Text und Fotos: Stefanie Krause


Mein Herz wird mir allerdings schon zuvor in Salzgitter gebrochen. Mein Nacken übrigens auch. Vom ultraprogressiven Metalcore von The Oklahoma Kid, einer Band aus Rostock, die ich im Januar im Forellenhof Salzgitter erstmals live gesehen habe und die dann Anlass meiner Reise nach Halle werden soll. Zunächst bin ich aber dankbar, dass ich sie in Braunschweigs unmittelbarer Umgebung sehen konnte, sonst wäre das alles nicht passiert. Das Konzert von Walking Dead On Broadway, The Oklahoma Kid, Until The Moment Comes und Wither in Salzgitter wird in der Braunschweiger Szene als „Ach, das Metalcore-Ding“ bezeichnet. Leidenschaft: Fehlanzeige! Was’n los mit euch? Nun, das Salzgitteraner Publikum ist an diesem Abend auch etwas introvertiert, sag’ ich mal. Aber immerhin sind die da und gar nicht so wenige. Deswegen: ich feiere es ab, dass in der Provinz (ich weiß, wovon ich rede, ich komme selbst aus Salzgitter) nach wie vor die Fahnen für alternative und harte Musik hochgehalten werden. Das hat schließlich Tradition! Ich durfte hier unter anderem Crowbar und Pro-Pain sehen, andere schwärmen heute noch den ganz großen Hardcorehelden der 90er, die sie hier live erleben konnten. Das müsst ihr euch mal vorstellen: in Salzgitter! Der Stadt mit den wenigsten Einwohnern relativ zu den Erwartungen gesehen, die die zahlreichen Autobahnausfahrten schüren. Sind wir mal ehrlich, in Salzgitter liegt der Hund begraben, und das noch nicht mal in einem Stück, sondern post mortem zerteilt und auf über 30 Dörfer verteilt.

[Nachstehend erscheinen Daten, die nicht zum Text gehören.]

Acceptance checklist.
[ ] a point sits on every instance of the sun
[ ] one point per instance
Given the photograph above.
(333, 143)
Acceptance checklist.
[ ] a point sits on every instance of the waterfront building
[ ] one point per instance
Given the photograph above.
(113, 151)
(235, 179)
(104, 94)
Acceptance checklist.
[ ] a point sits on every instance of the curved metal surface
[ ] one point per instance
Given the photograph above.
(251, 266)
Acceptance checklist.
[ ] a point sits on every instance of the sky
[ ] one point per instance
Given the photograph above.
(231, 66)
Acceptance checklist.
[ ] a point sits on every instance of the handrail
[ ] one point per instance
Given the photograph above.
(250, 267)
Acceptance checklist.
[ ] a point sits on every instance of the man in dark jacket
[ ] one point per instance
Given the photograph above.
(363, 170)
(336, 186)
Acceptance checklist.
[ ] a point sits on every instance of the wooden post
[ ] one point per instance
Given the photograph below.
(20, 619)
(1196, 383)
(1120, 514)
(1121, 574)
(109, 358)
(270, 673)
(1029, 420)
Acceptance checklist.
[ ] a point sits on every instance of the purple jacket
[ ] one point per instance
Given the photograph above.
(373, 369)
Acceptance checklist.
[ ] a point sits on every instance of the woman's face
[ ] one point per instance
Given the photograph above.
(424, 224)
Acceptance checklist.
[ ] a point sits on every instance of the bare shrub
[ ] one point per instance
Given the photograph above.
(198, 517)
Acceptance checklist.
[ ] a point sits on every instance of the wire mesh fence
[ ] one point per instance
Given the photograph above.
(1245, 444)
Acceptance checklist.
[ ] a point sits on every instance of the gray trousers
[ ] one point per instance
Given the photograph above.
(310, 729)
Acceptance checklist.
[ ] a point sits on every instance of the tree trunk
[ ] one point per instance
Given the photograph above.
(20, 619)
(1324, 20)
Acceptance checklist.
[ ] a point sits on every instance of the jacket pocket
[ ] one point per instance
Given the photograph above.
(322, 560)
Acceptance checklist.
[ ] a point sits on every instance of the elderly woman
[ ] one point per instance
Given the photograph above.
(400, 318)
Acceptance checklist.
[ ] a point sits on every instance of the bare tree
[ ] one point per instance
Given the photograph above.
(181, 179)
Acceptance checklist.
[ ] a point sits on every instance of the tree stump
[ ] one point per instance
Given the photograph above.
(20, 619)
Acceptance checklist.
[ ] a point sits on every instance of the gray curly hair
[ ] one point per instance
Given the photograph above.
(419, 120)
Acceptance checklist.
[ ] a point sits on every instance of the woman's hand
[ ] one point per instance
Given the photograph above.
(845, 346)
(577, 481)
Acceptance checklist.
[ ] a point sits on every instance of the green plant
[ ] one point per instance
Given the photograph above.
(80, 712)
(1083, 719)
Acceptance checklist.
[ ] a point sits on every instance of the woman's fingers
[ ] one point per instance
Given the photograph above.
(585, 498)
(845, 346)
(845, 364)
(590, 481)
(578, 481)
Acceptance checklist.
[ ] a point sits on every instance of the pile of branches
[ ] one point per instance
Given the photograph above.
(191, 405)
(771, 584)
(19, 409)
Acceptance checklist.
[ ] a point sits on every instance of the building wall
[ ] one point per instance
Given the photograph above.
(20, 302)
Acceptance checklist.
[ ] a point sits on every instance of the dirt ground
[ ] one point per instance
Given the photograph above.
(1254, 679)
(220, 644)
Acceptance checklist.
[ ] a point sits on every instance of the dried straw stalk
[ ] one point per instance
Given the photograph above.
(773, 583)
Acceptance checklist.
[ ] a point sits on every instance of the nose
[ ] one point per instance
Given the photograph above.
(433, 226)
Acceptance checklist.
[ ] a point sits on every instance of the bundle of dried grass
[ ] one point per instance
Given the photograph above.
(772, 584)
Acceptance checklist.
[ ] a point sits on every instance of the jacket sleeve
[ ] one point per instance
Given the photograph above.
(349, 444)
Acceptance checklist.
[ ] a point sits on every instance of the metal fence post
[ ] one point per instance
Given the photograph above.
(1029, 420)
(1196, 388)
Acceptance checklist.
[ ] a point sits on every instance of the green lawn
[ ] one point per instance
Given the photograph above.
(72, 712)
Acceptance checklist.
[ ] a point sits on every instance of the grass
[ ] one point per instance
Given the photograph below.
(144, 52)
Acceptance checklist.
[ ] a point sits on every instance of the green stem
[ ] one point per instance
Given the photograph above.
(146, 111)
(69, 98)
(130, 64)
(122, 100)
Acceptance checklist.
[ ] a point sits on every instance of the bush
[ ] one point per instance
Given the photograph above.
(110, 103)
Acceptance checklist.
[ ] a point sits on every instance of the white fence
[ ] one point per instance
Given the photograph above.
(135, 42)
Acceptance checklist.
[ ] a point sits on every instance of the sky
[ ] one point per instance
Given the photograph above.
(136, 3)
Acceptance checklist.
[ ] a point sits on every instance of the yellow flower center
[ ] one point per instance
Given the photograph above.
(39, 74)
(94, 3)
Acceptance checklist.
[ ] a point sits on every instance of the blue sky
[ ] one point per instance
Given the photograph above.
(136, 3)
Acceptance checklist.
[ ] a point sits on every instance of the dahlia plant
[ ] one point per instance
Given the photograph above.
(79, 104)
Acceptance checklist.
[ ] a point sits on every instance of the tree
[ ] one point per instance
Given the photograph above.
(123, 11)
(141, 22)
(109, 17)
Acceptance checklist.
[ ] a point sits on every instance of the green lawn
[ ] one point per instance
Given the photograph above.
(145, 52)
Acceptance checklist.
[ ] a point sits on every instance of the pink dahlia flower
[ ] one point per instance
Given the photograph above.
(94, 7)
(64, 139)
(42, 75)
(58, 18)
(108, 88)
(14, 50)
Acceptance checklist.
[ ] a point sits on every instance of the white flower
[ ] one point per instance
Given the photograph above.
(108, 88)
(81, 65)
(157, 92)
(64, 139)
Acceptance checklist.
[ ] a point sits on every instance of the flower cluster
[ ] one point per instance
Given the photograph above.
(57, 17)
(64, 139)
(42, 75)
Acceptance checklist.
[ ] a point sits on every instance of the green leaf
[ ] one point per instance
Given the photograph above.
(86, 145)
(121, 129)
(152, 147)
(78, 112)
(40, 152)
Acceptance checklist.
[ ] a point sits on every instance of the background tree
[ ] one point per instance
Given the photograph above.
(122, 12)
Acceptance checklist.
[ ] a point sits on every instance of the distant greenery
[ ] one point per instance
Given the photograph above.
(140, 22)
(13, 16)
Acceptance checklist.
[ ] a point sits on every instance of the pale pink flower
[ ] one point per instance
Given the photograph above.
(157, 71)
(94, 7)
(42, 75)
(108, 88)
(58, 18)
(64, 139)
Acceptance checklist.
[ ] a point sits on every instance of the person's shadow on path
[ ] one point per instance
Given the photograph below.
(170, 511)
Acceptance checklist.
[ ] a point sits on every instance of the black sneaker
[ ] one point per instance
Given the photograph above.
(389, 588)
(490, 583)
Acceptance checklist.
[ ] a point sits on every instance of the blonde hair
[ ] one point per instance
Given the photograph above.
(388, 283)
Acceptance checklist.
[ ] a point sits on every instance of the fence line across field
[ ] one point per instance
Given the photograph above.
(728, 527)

Mein Respekt gilt denen, die aktuell in der JugendKulturWerkstatt Forellenhof wieder mehr Konzerte veranstalten wollen. Also liebes Publikum, gebt euch doch endlich mal einen Ruck und überwindet die drei Meter zwischen Braunschweig und Salzgitter-Lebenstedt ganz todesmutig. Sorry: heldenmutig…man stirbt nicht gleich von Metal, auch wenn das die meisten Bands des Genres Death Metal zumindest textlich proklamieren. Bei den Leipzigern Walking DEAD on Broadway ist’s nicht anders. Sie wollen an diesem Abend im Forellenhof ihr neues Album DEAD Era vorstellen und – nein, in ihren Texten geht’s nicht nur um Tod und Verderben sondern schon etwas tiefsinniger zu. Auf musikalischer Ebene wandeln Walking Dead On Broadway ebenfalls auf komplexeren Wegen. Sie verdichten kompromisslose Brutalität mit überzeugenden Growls und Screams in einer nahezu mythisch-sinnlichen Atmosphäre. Auf ihrem neuen Album, live und auch in ihren Videos: sehens- und hörenswert!

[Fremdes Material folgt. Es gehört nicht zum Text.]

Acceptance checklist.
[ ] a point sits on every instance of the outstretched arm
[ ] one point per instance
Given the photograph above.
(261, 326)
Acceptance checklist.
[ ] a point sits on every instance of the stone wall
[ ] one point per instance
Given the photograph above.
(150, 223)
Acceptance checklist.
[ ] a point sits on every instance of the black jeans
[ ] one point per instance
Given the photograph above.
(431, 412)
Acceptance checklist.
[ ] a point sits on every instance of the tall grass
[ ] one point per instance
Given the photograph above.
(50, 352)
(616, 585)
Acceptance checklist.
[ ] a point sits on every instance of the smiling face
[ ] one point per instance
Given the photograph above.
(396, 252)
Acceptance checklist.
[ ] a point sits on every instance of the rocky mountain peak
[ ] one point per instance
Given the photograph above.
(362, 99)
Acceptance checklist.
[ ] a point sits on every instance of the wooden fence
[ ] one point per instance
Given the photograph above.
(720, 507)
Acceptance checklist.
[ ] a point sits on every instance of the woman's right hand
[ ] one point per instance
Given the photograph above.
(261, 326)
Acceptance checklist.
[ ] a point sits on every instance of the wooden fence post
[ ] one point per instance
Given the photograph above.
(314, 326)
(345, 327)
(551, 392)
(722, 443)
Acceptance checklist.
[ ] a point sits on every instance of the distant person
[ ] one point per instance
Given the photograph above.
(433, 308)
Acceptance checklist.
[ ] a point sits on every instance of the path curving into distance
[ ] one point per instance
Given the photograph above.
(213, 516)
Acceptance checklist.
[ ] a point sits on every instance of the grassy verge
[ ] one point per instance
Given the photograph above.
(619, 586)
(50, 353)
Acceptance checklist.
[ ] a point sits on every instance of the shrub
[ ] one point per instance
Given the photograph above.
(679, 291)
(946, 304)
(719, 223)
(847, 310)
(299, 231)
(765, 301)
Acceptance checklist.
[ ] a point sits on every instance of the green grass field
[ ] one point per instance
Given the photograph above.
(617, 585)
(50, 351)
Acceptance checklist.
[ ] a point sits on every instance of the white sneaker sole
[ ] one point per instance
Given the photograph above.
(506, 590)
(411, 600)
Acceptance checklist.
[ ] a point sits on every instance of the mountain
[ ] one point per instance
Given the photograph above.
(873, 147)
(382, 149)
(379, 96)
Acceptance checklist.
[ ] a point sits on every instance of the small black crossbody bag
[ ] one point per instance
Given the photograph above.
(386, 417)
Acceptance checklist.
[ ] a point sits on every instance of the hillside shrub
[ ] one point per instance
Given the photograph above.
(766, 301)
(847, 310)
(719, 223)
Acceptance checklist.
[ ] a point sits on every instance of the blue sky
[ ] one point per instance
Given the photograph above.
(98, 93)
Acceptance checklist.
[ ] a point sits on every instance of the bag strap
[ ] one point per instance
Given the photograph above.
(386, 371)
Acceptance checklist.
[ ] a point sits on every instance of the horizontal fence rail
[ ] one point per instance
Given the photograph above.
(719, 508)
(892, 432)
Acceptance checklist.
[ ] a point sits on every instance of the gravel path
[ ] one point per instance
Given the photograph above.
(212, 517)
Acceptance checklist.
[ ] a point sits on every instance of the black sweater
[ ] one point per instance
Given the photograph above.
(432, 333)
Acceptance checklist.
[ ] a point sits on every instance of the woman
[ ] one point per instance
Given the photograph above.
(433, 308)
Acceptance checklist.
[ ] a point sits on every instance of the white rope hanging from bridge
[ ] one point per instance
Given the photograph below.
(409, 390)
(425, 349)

Until The Moment Comes wollen weniger Schnörkel. Von ihnen gibt’s eine ordentliche Packung Metalcore ohne Wenn und Aber, sauber und sympathisch vorgetragen von sehr freundlichen Herren aus Aurich. Ich sag’s ja immer: wir Norddeutschen können auch nett sein! So darf das obligatorische Bandselfie mit Publikum nicht fehlen und auch die Einladung von der Band zum nächsten Konzert über Facebook lässt nicht lange warten. Überraschend kommunikativ! So soll’s sein.

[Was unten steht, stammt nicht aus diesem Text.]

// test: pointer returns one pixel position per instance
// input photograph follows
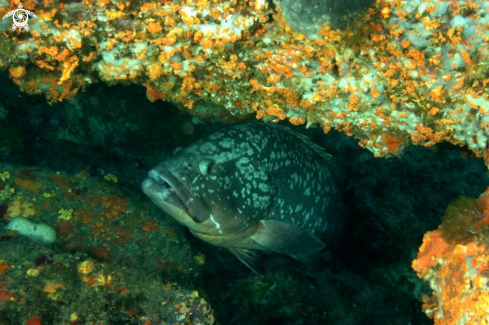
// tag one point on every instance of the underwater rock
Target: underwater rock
(40, 233)
(308, 16)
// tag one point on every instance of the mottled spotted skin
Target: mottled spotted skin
(253, 187)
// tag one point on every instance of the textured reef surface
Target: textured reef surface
(96, 92)
(389, 73)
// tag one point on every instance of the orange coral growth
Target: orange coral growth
(457, 272)
(433, 247)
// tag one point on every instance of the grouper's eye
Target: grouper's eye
(205, 166)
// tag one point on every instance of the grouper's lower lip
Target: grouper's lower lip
(161, 184)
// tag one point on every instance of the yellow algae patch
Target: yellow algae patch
(65, 214)
(4, 176)
(86, 267)
(20, 208)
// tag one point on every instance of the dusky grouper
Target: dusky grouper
(254, 187)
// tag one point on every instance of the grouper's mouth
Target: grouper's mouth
(165, 189)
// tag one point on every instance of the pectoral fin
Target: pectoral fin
(285, 238)
(250, 258)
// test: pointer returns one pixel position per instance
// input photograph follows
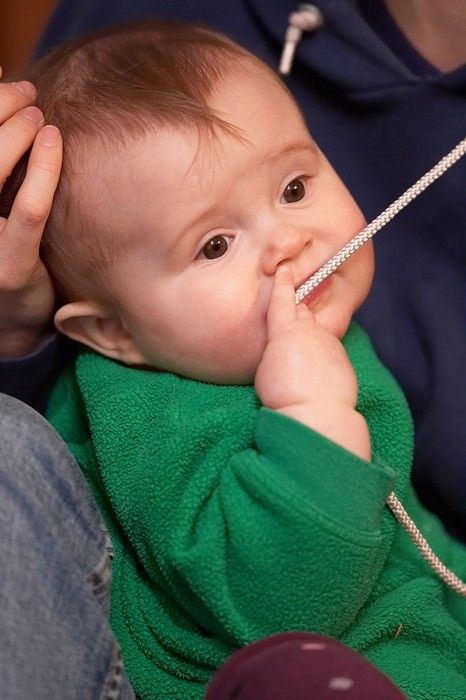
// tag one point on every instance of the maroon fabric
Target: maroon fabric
(299, 666)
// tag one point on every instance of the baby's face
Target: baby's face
(206, 222)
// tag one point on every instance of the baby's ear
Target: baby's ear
(100, 328)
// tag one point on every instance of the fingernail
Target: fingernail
(26, 88)
(34, 114)
(49, 135)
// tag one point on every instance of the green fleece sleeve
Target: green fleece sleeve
(249, 540)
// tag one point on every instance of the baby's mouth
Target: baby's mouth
(316, 295)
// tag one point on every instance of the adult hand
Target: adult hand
(26, 291)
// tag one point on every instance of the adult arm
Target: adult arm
(26, 292)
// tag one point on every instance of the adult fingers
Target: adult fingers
(16, 136)
(282, 309)
(15, 96)
(21, 235)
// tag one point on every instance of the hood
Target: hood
(345, 51)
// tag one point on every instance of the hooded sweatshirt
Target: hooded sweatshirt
(231, 522)
(383, 116)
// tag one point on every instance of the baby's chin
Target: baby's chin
(335, 322)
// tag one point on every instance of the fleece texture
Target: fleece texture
(231, 522)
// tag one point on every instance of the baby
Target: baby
(240, 447)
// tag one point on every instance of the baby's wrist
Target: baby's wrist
(336, 421)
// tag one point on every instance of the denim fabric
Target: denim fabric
(55, 639)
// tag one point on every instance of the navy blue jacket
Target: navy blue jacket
(383, 121)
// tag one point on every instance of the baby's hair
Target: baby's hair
(107, 89)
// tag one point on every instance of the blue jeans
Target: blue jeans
(55, 639)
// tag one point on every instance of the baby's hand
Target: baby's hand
(305, 372)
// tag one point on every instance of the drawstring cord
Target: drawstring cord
(308, 18)
(387, 215)
(423, 546)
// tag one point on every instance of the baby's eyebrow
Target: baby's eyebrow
(301, 147)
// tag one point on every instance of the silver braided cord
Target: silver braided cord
(442, 571)
(387, 215)
(423, 546)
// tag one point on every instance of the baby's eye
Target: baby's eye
(294, 191)
(216, 247)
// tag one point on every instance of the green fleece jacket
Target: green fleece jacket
(231, 522)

Klarere Kante zeigen Wither, der ruppige Opener des Abends in der Forelle. Wither sind neu und trotzdem irgendwie oldschool. Die noch recht frisch gegründete Formation stiftet bei mir mit nicht immer ganz nachvollziehbaren Moves ein wenig Verwirrung. Willst du „tanzen“, kommst du ins Stolpern. Das macht’s aber interessant herausfordernd und deswegen tu ich‘s trotzdem. Ungebremst ballern und brüllen Wither vor dem scheinbar noch etwas schüchternen Publikum los und zeigen, was scharfkantiger, schnelllebiger Aggressivehardcore kann. Wither kommen aus Braunschweig (Hurra, ein neuer Stern auch bei uns!), strecken mit ihrem Sänger auch einen Fühler nach Leipzig aus und beherbergen zudem ehemalige Mitglieder einer meiner liebsten Braunschweiger Hardcorebands: A Traitor Like Judas.
Apropos, kurzer Seufzer in Richtung B58, wo A Traitor Like Judas im Dezember nach 18 Jahren endgültig Abschied feierte. Dieser Rückzug einer der beliebtesten Bands der hiesigen Hardcoreszene zog soviel Publikum, dass das Ganze wahrscheinlich der bestgelaunteste Trauertanz 2018 an gleich zwei aufeinanderfolgenden Terminen wurde (ich konnte mich da leider nicht zweiteilen und war bei Long Distance Calling, siehe erster Konzertbericht 2019). Das von uns Einheimischen liebevoll nur „Das B“ genannte Jugendzentrum ist einer der ersten Braunschweiger Adressen für die Hardcore-, Metal- und Rockszene. So war es auch beim letzten von mir besuchten Konzert von The Giraffe Men feat. The Mariette Sisters und Bukowskis so voll, dass ich ständig gefotobomt wurde (Wer ist der Typ nur?).

Keine Frage: Zum inzwischen 20jährigen Bandjubiläum von The Giraffe Men feat. The Mariette Sisters wurde wie immer “The wild side of 60ties Punk“ gefeiert und das Publikum schwitzte nicht nur angesichts der fast nackten Musiker im Fakefur-Lendenschurz, sondern auch weil alle ordentlich mittanzen. Zu Recht: 20 fuckin wild years war ‘n geiler Abend! Trotzdem: irgendwie wirkt die regionale Szene außerhalb solch besonderer Anlässe ein bisschen erschlafft. Wo ist nur der wilde Nachwuchs?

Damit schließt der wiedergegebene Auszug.